I am building a model to predict when a given customer is likely to purchase at our store again (a time between orders problem). My current approach is as follows:
- Targets are bins in fortnights, e.g. label 0 is 0 to 14 days, label 1 is 14 to 28 days, etc. Anything above 56 days is label 4. We don't need any more precision than that.
- I start by filtering out customers who didn't shop a minimum number of times with us, as we need their history for creating the target and for feature engineering (e.g. people who only have one single purchase with us don't have a gap between purchases for training).
- I am ranking their purchases in descending order of dates for each customer (rank 1 is a client's latest purchase, rank 2 the one before, etc.).
- The difference in days between ranks 1 and 2, binned into labels described above, is the target of the model.
- Features are then engineered using information from rank 2 purchase and the history of the client at that point in time. Model gets information about rank 2 purchase itself, such as number of items in basket for that specific purchase, total spend of that purchase, etc. Model also gets cumulative features at that point in time, i.e. ignoring rank 1 row (for instance, the average total spend of that client at the point in time of rank 2 purchase, but not including the spend of rank 1 to avoid data leakage). Average gaps between purchase (again ignoring rank 1) is also included.

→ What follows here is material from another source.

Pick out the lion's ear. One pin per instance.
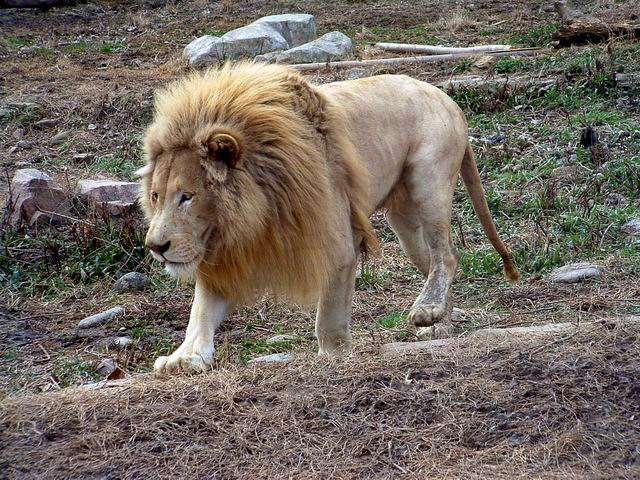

- This model will be trained on this data above that includes features of rank 2 plus cumulative features at that point in time. This data is then split into train/test data sets, and the model is trained and evaluated. For the inference pipeline, the model will then use rank 1 purchase information plus cumulative features at that point in time in order to predict the actual next purchase date bin for each client.
I'm trying to improve the performance of this model and features about recent behaviour could prove to be relevant, e.g. how many times someone visited our website in the last week/week prior to their purchase. However, I am having trouble finding a way of including this type of feature given my approach above. The issue is:
- if we look at website visists last week, this would be a client-level feature that would be the same for both ranks 1 and 2. Inference performance seems much poorer than on the test dataset (tested by applying the approach to data that is 3 months old and comparing inferences with actual returning clients).
- Using frequency of website visits the week before rank 2 purchase requires knowing the purchase date, so this wouldn't work for the inference process either as it would require knowledge of the target.
Would anyone have suggestions on how to include these recent behaviour features in this model?